Extreme reactions of this nature serve, somewhat ironically, simply to reinforce the notion that art has the potential to challenge and shape consciousness; to shift people’s hearts and minds – even if only momentarily – into challenging preconceptions about contemporary society and their place in it.

It is little wonder that Stalin, Hitler and Mussolini banned avant-garde art under their regimes in favour of sentimental, realist art that extolled the ostensible virtues and triumphs of the state. Hitler went so far as to mount a travelling exhibition of modern art, which he termed “degenerate”, in order to “expose” its ostensible turpitude and depravity.

Soothing effects of time
It is worth noting that the art associated with the early avant garde and which excited so much debate in its time, has now been firmly enshrined in the canon of modern art, thus reminding us of the soothing effects of time – outrage and scandal, it seems, have a very short half-life.

Part of the international (if not universal) appeal of art is its continued ability to provoke controversy throughout the world – something of a feat, given the phenomenal clutter of visual information that we increasingly have access to across a range of media and technologies.

Ironically, the response to artistic controversy in countries that pride themselves on their liberal constitutions and support for freedom of expression is remarkably similar to those of oppressive regimes, or indeed hark back to times of extreme censorship and oppression.
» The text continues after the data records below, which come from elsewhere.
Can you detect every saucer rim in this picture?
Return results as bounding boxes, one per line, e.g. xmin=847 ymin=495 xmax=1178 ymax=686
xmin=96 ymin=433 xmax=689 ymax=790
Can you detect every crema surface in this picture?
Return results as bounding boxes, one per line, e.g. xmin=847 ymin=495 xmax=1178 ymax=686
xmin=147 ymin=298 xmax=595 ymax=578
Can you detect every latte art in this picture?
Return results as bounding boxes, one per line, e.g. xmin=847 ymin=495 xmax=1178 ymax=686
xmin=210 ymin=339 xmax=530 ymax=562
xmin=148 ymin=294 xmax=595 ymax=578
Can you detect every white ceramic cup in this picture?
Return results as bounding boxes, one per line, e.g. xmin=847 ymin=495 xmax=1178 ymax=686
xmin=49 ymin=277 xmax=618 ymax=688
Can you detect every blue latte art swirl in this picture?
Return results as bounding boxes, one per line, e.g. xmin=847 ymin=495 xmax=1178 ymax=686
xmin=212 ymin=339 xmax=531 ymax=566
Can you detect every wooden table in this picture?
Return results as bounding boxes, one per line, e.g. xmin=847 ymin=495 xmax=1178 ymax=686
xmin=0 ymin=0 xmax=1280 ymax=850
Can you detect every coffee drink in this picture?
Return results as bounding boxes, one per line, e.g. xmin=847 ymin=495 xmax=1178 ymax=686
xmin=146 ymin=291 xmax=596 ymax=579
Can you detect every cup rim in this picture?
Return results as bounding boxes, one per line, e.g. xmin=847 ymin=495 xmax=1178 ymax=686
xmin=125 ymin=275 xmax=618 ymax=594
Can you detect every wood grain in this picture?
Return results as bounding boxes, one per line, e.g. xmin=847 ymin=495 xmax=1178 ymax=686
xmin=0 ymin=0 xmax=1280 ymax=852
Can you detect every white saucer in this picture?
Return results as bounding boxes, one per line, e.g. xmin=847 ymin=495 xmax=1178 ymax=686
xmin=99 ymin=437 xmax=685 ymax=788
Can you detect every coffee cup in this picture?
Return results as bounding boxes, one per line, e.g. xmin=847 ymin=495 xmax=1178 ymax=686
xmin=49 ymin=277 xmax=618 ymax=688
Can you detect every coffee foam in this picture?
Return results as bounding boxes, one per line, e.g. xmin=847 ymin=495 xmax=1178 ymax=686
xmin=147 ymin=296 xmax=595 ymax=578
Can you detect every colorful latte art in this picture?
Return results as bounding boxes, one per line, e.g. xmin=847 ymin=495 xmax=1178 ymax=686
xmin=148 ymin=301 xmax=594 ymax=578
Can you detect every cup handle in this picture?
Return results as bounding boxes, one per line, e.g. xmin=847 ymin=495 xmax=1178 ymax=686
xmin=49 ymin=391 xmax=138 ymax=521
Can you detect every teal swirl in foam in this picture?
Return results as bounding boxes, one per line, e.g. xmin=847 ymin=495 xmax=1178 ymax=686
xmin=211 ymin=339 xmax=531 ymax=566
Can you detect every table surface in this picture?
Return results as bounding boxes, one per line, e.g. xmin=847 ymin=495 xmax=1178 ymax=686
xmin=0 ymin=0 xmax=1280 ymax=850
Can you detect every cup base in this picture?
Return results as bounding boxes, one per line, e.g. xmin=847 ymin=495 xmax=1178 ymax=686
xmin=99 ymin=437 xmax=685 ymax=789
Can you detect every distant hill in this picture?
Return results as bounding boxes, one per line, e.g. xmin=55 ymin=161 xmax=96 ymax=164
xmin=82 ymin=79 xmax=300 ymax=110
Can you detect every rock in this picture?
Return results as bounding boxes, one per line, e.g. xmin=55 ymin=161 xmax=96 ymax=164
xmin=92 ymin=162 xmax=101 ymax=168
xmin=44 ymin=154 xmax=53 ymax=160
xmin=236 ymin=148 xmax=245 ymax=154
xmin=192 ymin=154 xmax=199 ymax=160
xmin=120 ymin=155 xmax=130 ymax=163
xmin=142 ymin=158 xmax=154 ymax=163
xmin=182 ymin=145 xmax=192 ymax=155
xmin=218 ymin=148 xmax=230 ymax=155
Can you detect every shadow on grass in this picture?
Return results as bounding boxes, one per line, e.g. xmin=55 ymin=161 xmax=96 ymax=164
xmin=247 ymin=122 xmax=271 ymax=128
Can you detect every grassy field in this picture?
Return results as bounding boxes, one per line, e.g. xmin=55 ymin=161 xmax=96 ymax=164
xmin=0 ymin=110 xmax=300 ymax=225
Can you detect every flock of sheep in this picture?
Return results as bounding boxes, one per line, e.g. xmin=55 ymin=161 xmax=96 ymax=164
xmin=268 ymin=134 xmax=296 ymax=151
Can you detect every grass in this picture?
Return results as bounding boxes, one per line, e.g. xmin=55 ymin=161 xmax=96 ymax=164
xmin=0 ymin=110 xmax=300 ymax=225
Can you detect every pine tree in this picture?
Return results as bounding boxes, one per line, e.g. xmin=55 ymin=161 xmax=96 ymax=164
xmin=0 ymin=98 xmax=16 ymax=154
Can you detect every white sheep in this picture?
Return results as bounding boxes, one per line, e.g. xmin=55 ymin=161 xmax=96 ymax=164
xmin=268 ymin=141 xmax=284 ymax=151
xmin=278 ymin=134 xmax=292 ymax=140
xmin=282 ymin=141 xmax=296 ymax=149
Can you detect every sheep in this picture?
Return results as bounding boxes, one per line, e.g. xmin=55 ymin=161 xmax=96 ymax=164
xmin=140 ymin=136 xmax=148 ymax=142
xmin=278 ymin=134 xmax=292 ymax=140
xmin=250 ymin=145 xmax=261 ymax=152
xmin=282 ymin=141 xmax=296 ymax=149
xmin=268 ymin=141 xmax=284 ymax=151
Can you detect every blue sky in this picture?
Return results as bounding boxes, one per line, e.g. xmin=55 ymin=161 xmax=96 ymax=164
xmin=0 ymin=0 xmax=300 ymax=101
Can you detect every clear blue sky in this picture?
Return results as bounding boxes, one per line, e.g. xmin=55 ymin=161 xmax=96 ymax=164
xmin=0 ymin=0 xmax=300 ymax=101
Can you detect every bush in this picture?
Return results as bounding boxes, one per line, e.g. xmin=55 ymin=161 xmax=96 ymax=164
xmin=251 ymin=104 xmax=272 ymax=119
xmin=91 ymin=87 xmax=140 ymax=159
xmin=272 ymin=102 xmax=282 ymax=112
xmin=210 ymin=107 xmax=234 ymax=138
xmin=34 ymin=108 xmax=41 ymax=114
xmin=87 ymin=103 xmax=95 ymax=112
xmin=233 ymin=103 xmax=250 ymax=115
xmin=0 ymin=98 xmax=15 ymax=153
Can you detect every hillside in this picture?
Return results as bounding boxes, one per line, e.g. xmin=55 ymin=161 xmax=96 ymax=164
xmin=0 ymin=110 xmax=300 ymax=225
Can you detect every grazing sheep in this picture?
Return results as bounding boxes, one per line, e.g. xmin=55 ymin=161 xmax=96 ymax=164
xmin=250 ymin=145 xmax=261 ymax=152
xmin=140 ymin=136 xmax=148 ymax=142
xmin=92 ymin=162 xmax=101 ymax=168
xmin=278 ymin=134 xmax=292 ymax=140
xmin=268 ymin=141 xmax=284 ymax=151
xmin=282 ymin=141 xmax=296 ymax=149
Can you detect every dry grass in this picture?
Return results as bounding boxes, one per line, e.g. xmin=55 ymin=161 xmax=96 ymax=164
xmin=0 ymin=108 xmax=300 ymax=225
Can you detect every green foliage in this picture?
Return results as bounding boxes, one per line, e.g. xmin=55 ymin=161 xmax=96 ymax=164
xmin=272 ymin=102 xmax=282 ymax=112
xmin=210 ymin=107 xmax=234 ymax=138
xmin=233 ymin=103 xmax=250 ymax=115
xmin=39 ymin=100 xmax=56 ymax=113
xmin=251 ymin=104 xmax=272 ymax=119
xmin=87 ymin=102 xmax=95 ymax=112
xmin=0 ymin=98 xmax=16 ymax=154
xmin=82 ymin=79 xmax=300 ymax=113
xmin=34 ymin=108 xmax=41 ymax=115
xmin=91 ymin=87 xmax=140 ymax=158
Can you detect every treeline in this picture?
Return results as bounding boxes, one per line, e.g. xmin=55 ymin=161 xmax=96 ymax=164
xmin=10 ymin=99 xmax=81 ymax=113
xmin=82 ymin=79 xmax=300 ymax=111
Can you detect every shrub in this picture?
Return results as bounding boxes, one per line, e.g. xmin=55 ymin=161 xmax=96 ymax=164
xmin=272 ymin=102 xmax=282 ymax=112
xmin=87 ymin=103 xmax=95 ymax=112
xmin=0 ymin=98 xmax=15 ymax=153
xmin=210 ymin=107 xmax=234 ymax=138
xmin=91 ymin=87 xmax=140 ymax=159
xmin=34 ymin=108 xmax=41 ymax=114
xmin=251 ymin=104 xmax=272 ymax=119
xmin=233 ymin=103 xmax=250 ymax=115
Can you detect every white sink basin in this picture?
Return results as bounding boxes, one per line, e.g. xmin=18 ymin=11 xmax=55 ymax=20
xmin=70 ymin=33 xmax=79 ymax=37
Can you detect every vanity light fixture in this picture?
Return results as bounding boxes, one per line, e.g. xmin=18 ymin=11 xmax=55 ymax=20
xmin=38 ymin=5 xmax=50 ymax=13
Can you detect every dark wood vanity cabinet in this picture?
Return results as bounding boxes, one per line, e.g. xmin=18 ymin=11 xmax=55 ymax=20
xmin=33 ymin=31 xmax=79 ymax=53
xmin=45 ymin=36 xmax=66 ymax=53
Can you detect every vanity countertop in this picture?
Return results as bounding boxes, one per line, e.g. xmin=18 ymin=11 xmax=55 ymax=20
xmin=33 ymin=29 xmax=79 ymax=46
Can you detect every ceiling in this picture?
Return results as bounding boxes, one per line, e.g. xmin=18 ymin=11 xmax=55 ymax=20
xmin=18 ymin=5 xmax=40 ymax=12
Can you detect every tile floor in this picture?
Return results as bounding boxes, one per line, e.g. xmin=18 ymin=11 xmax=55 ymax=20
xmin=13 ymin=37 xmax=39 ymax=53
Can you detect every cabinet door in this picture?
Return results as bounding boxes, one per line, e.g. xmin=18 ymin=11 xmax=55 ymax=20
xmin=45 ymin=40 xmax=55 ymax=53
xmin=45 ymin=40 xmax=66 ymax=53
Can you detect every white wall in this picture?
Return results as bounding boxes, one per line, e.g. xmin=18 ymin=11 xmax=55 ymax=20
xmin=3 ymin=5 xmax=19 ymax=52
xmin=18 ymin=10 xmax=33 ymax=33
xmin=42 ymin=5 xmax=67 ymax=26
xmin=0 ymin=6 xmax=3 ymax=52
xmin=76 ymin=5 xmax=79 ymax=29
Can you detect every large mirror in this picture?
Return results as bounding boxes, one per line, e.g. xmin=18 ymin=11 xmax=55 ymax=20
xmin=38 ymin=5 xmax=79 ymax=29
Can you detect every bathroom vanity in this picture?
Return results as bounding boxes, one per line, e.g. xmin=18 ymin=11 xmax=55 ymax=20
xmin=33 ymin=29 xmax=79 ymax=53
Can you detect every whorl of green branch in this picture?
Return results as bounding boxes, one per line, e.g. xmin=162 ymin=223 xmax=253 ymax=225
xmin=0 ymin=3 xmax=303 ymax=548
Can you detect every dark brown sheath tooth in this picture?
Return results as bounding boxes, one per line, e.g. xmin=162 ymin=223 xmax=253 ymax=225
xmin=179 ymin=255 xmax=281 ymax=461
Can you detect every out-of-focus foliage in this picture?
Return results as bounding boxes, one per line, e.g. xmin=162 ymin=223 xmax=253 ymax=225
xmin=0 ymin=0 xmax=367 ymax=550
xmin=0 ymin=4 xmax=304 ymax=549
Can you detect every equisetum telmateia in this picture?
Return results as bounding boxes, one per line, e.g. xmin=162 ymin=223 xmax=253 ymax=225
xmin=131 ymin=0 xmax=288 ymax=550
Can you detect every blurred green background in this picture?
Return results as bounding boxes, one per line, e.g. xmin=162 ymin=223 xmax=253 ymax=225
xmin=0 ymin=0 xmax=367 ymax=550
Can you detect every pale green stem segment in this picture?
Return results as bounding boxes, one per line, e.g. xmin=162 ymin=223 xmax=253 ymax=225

The events of the past week are a clear case in point and have brought into sharp relief questions of the limits of personal expression and the role of the ruling political elite to sanction or condemn what are considered appropriate limits.

Situations like this serve not only to test the limits of what constitutes freedom of expression and censorship, but also raise difficult questions about when the authorities, in acting as guardians of public morals, are genuinely acting in the interests of the “public good” or merely out of narrow political self-interest.

Appeal and power
It is an established philosophical principle that any work of art will always assume meanings and interpretations beyond the intentions or expectations of its maker. This is an integral part of its appeal and power, and the element that links it most closely to the principles of democracy: it reminds us that, in a democracy, we recognise that members of a society have fundamentally different points of view based on fundamentally different and sometimes incompatible value systems.

It is out of recognition of the fragility of this lack of consensus – and our vulnerability in relation to it – that we expect art to be something more than an anodyne, passive reflection of the status quo.

It is also why we value art not merely because of its physical attributes – the value of art is as manifold, complex and contradictory as the values of those who engage with it. And if an artwork is removed from a wall – whether willingly or compelled by law – this does not mean it will be removed from the minds and hearts of those talked about it, defended it, laughed at it or castigated it. It will continue to exist in cyberspace and yesterday’s newspaper, and will continue, as Tselane Tambo argues, “to express, sometimes to galvanise, always to inspire”.

In short, the role of contemporary art in a democracy must be the continued conquest of new territory and new taboos. A failure to do so would effectively constitute an abdication of responsible thought.

Contemporary art continues to excite and intrigue us largely as it seems to serve one purpose: to challenge us to see the world – and our place in it – differently and, in so doing, affirming a common humanity founded on a respect for differing points of view.